Plus if they don't have to use discs / packaging, that will save a little bit of money. If an online game store game could be downloaded for say 45$, as opposed to a 50$ store bought version, I think a lot of people would want to save that extra 5$

I'm one of those people who likes to have the 'hardcopy' and many people are probably the same. Having to re-download everything after my harddrive crashed or something would be a major PITA.

I hope both options are equally viable in the future.

Only issue with this. At least outside the US it seems more of a pay per month download service so you only get X amount of bandwidth per month to download things. IMO this service would prove useful in the US but only in other instances where people pay for the connection and not bandwidth.

As well at 250KB/sec constant.. it would take 28 hours to download the full 25Gig disk, not to mention what it would take to download a 50Gig game. Mind you then as well the console has to be on full time during this period so it costs a lllllllittle money there as well. Over time if its only a minor price diffference really having the disk for a game that size its more benificial. If its the size of a DVD, well thats another story.
 
http://www.penny-arcade.com/comic/2007/03/30/

Hahahaha... Gamestop is trying to grab all the money they can before the ship goes down.

And to those who DOUBT that faster internet is coming:

http://www.myfoxlakecharles.com/myf...n=2&locale=EN-US&layoutCode=TSTY&pageId=3.3.1



BELIEVE ME... it'll be here in five years or sooner.

I don't know why people in the gaming world are so quick to ignore history and technological evolution. Why the hell do you think it would just STOP now?
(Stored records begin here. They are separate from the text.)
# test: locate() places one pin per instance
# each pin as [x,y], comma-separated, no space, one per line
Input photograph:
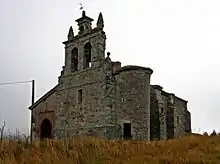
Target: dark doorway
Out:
[46,129]
[127,131]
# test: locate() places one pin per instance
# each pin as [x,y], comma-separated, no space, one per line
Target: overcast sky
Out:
[178,39]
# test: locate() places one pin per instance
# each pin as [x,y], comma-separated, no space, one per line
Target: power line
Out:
[15,82]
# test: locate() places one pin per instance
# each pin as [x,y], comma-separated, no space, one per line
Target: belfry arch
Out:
[45,129]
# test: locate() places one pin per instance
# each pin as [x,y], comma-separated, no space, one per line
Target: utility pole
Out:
[32,102]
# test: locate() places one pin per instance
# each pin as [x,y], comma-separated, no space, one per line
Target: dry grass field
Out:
[88,150]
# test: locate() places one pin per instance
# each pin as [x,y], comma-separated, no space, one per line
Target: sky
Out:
[178,39]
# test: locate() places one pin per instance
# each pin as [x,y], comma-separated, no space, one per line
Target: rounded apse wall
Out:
[134,99]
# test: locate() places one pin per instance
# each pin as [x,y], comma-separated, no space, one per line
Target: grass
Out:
[89,150]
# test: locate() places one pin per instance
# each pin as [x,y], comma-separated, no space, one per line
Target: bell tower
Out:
[86,49]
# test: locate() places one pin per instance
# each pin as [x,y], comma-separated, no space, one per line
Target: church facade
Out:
[97,96]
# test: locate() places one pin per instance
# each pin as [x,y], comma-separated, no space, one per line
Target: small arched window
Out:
[74,60]
[87,55]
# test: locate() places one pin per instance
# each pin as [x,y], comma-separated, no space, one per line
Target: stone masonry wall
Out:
[133,100]
[74,117]
[44,110]
[179,117]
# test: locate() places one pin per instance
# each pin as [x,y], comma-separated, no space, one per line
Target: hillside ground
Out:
[89,150]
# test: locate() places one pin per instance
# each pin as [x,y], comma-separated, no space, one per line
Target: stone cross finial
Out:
[100,22]
[70,34]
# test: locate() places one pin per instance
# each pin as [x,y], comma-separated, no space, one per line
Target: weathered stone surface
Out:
[98,97]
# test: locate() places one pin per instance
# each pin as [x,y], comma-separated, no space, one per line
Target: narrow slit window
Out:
[87,55]
[80,96]
[177,120]
[127,131]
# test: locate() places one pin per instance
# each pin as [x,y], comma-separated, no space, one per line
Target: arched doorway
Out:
[46,129]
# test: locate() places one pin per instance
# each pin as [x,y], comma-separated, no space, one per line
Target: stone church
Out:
[99,97]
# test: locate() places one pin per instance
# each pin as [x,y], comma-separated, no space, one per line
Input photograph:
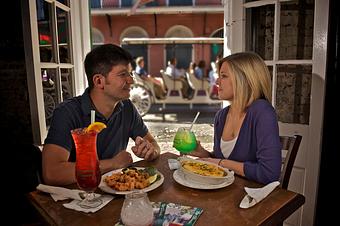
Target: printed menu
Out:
[173,214]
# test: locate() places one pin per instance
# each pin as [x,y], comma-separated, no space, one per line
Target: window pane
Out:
[44,10]
[293,93]
[260,30]
[63,36]
[296,30]
[66,82]
[127,3]
[180,2]
[65,2]
[49,91]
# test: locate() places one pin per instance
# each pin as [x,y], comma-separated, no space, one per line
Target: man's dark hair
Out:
[102,58]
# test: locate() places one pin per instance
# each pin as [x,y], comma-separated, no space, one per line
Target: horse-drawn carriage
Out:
[143,93]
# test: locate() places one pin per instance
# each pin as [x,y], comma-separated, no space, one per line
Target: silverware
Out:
[160,218]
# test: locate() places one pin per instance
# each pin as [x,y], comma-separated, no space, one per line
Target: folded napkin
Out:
[74,204]
[255,195]
[59,193]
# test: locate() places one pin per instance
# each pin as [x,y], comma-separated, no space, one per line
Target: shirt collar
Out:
[87,106]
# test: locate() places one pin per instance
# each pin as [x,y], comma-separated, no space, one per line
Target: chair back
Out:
[290,147]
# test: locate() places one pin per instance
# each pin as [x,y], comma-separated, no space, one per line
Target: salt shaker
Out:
[137,210]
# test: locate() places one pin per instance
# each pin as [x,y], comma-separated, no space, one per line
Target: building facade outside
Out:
[112,21]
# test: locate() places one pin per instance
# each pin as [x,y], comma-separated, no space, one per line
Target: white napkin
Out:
[74,204]
[59,193]
[255,195]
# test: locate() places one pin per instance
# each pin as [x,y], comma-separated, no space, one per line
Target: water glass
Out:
[137,210]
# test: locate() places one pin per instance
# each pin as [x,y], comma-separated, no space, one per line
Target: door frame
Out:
[80,31]
[311,142]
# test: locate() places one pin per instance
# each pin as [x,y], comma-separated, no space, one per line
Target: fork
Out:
[160,218]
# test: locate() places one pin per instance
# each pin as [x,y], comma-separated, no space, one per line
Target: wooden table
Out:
[220,206]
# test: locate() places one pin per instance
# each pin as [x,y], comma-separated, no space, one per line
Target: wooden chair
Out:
[290,147]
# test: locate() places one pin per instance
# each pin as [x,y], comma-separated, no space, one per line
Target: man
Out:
[108,73]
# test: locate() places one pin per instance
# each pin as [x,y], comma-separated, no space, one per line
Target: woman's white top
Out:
[227,146]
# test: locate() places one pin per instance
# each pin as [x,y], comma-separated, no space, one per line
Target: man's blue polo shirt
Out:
[125,122]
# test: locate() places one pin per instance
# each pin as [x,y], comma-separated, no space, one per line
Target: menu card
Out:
[172,214]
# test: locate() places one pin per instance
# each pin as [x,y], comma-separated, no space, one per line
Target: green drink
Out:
[185,140]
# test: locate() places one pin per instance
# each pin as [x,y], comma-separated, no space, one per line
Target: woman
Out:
[246,133]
I remember back in the Genesis/SNES days they'd said they'd gone as far as technology would allow them with current television technology... but then they came out with the Saturn, N64 and PS1, and then the Xbox, PS2, and gamecube.

I remember when they said they'd gone as far as they could go with bandwith when they hit 14.4k. Then they hit 28.8, 56k, and finally we entered the DSL and Cable eras.

So somehow you think they've finally hit the final wall?

Come now...

Your dreaming rainless :)

Just because the technology exists DOES NOT mean it will be rolled out quickly. FIOS has been rolling out for a couple of years now and only major cities and few other areas have it.

And lets NOT forget that every cable company is trying to stop FIOS from coming to their area. Its an uphill battle for Verizon.